Die Relativität der Gefährlichkeit
Aber diese Gefahr relativiert er: Als er von seinem ersten Trip durch die Wildnis in die USA zurückkehrte, traf er seine Freunde aus der Highschool wieder. Darunter auch das Mädchen, mit dem er früher einmal ausgegangen war. Sie hatte mittlerweile einen neuen Freund und fuhr mit ihrer Clique zu einer Tanzveranstaltung. Unterwegs hatten die Jugendlichen einen Unfall, bei dem Audels Nachfolger ein Auge verlor und einer der Jungen starb. „Die Welt ist überall gefährlich. Und ich werde lieber von einem Jaguar aufgefressen als von einem Auto überfahren“, sagt Audel. Als „extrem neugieriger Mensch“ will er unbedingt bestimmte Tiere sehen, einen Riesenameisenbären zum Beispiel: „Ich verfolge dieses Ziel mit einer absoluten Hyperkonzentration und denke nicht mehr daran, wie ich leide. Abgesehen davon bin ich eine Kämpfernatur.“ Und da das nun einmal nicht jeder ist, stellen ihm die ganz normalen Überlebenskünstler des Büroalltags oft Fragen wie: Was tun, wenn man in der Wildnis strandet, etwa als Überlebender eines Flugzeugabsturzes?

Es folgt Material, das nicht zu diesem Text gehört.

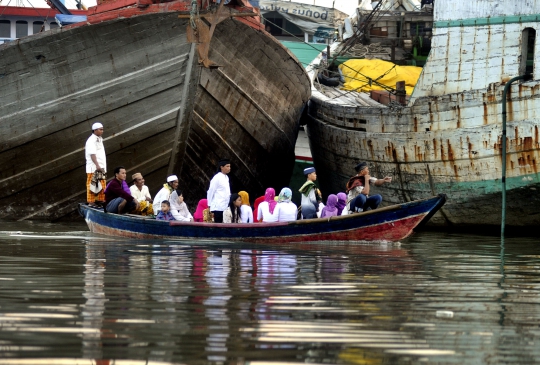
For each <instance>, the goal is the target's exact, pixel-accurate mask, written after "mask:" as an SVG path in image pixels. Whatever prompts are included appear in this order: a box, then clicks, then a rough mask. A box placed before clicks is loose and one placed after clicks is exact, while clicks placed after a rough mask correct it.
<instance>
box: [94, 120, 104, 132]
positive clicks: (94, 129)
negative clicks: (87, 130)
mask: <svg viewBox="0 0 540 365" xmlns="http://www.w3.org/2000/svg"><path fill="white" fill-rule="evenodd" d="M99 128H103V124H101V123H99V122H97V123H94V124H92V130H93V131H95V130H96V129H99Z"/></svg>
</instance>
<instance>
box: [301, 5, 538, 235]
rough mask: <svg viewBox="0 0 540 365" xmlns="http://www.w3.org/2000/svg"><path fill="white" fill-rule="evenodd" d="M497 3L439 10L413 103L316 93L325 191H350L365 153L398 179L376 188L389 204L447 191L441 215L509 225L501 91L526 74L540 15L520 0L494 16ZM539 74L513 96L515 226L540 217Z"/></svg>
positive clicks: (509, 176) (315, 146) (381, 172)
mask: <svg viewBox="0 0 540 365" xmlns="http://www.w3.org/2000/svg"><path fill="white" fill-rule="evenodd" d="M493 3H494V2H492V1H487V0H480V1H477V2H472V3H471V2H465V1H456V2H452V4H453V5H452V7H444V8H443V7H440V8H438V10H437V11H436V17H439V18H438V19H436V22H435V26H436V29H435V33H434V37H433V40H432V51H431V53H430V56H429V58H428V61H427V64H426V66H425V67H424V70H423V72H422V75H421V77H420V79H419V81H418V84H417V85H416V87H415V91H414V93H413V95H412V97H411V100H410V103H409V105H408V106H407V107H403V108H401V107H390V108H372V107H364V106H361V105H356V106H346V105H342V104H339V103H334V102H333V101H332V100H330V99H328V98H326V97H324V95H322V94H321V93H318V92H314V96H313V97H312V103H311V108H310V110H309V121H308V128H307V132H308V136H309V139H310V146H311V150H312V154H313V159H314V163H315V165H316V167H317V169H318V171H319V174H318V178H319V181H320V183H321V186H322V189H323V193H324V194H325V195H326V194H330V193H335V192H338V191H342V190H343V189H344V188H345V183H346V181H347V179H348V178H349V177H350V176H352V175H354V173H355V172H354V166H355V165H356V163H357V162H358V161H360V160H365V161H368V162H369V163H370V165H371V166H372V171H371V172H372V175H374V176H378V177H383V176H385V175H391V176H392V177H393V183H392V184H389V185H388V184H386V185H384V186H383V187H380V188H376V190H377V191H378V192H380V193H381V194H382V195H383V197H384V199H385V202H386V203H387V204H394V203H397V202H404V201H411V200H415V199H420V198H423V197H426V196H431V195H433V194H437V193H445V194H447V195H448V201H447V203H446V205H445V206H444V207H443V208H442V209H441V211H440V212H439V213H438V214H437V215H436V216H435V217H434V218H433V219H432V220H431V222H432V223H434V224H439V225H445V224H451V225H459V226H468V225H498V224H500V219H501V181H500V179H501V174H502V155H501V135H502V130H501V124H502V117H501V109H502V107H501V101H502V92H503V89H504V86H505V82H507V81H508V79H509V78H510V77H513V76H516V75H518V74H519V72H520V70H519V67H520V65H519V60H520V58H521V52H522V45H523V40H522V37H523V33H522V32H523V30H524V29H526V28H528V27H532V28H535V29H537V28H538V27H539V23H538V22H537V21H534V22H532V21H528V20H527V19H529V20H530V17H528V16H529V15H530V14H531V12H533V13H534V11H535V10H534V9H533V8H531V7H529V6H528V5H527V4H525V3H523V2H519V1H517V0H516V1H506V2H504V7H505V9H513V10H512V11H513V12H514V13H501V14H502V15H501V14H499V17H500V18H492V15H493V14H491V13H490V12H489V11H487V10H486V9H488V8H489V9H491V7H492V5H493ZM500 3H501V6H502V3H503V2H500ZM460 7H463V8H464V9H465V8H466V9H469V8H470V7H472V8H474V9H472V10H471V12H470V13H469V12H461V11H456V9H459V8H460ZM499 11H500V9H498V10H497V12H499ZM473 14H484V15H486V14H488V15H489V17H487V15H486V18H478V19H476V18H471V17H472V16H473ZM488 18H489V19H488ZM487 22H493V24H488V25H486V24H485V23H487ZM477 24H478V25H477ZM534 62H535V65H536V67H537V66H538V64H539V63H538V62H540V53H539V52H536V53H535V54H534ZM533 76H534V78H533V79H534V80H533V81H528V82H524V83H520V84H515V85H513V86H512V87H511V90H510V94H509V96H508V100H507V105H508V114H507V133H508V134H507V142H508V155H507V157H506V161H507V190H508V203H507V215H506V217H507V221H506V222H507V224H508V225H510V226H533V225H538V224H540V194H539V189H540V174H539V173H538V170H539V169H540V137H539V131H538V130H539V128H540V113H539V108H540V93H539V92H538V90H539V89H540V81H539V78H538V76H537V75H536V74H535V75H533Z"/></svg>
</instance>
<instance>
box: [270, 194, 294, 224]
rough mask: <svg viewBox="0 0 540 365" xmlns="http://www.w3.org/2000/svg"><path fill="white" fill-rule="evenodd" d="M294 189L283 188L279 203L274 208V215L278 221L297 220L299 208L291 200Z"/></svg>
mask: <svg viewBox="0 0 540 365" xmlns="http://www.w3.org/2000/svg"><path fill="white" fill-rule="evenodd" d="M291 198H292V191H291V189H289V188H283V189H281V192H280V193H279V198H278V203H277V205H276V209H274V217H275V218H276V221H278V222H291V221H295V220H296V216H297V212H298V208H297V207H296V204H294V203H293V202H292V201H291Z"/></svg>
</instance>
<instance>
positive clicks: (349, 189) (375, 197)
mask: <svg viewBox="0 0 540 365" xmlns="http://www.w3.org/2000/svg"><path fill="white" fill-rule="evenodd" d="M355 170H356V172H357V175H355V176H353V177H351V178H350V179H349V181H348V182H347V194H348V196H347V209H348V211H349V213H358V212H362V211H364V210H368V209H376V208H377V207H378V206H379V204H381V202H382V196H380V195H378V194H377V195H372V196H369V191H370V185H371V184H374V185H376V186H381V185H383V184H384V183H390V182H391V181H392V178H391V177H389V176H387V177H385V178H384V179H377V178H375V177H371V176H370V175H369V168H368V165H367V163H366V162H360V163H359V164H358V165H356V167H355Z"/></svg>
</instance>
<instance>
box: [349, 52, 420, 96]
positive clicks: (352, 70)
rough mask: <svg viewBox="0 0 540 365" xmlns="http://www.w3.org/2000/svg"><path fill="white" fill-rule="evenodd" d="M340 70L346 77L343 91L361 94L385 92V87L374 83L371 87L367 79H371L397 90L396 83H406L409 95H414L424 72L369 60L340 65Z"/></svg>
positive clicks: (406, 87)
mask: <svg viewBox="0 0 540 365" xmlns="http://www.w3.org/2000/svg"><path fill="white" fill-rule="evenodd" d="M339 68H340V69H341V72H343V76H344V77H345V85H344V86H343V90H356V91H359V92H369V91H371V90H384V88H383V87H381V86H380V85H377V84H376V83H374V82H372V83H371V85H370V83H369V79H367V77H369V78H371V79H372V80H375V81H377V82H378V83H381V84H383V85H386V86H389V87H391V88H393V89H395V88H396V82H398V81H405V89H406V90H407V95H411V94H412V92H413V90H414V85H416V82H417V81H418V78H419V77H420V72H421V71H422V68H421V67H416V66H398V65H395V64H393V63H392V62H388V61H383V60H367V59H357V60H348V61H345V62H344V63H343V64H341V65H339ZM383 75H384V76H383ZM381 76H382V77H381Z"/></svg>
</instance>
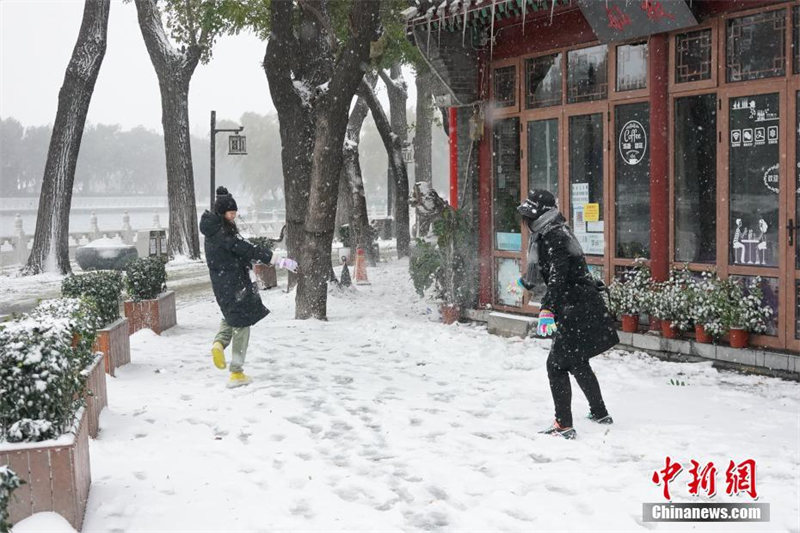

Zwischen innerer Wärme und Aircondition
Da lautet das Audel-Prinzip: „Sich warm halten, das ist das eine. Dann versuchen, an Trinkwasser zu kommen. Aber das Wichtigste ist die Einstellung. Wenn wir in eine Stresssituation geraten, die wir noch nicht kennen, glauben wir, wir müssen sterben. Aber wir können viel mehr schaffen, als wir uns zutrauen, unsere Leistungsgrenze ist viel höher, als wir vermuten.“
Die wichtigste Erkenntnis des Hazen Audel dreht sich aber nicht um psychische und physische Fitness. „Ich habe gelernt: Die Menschen in den entlegensten Weltgegenden respektieren einander. In unserer Welt dagegen versucht jeder, den starken Mann zu markieren. Wir leben in unserer einsamen Blase und misstrauen einander. Doch eigentlich sind wir hier, um Gemeinschaft und Nächstenliebe zu erleben“, sagt er.
Doch jetzt muss er weiter. Ein klimatisiertes Hotel bedeutet mehr menschliche Wärme, als er verträgt.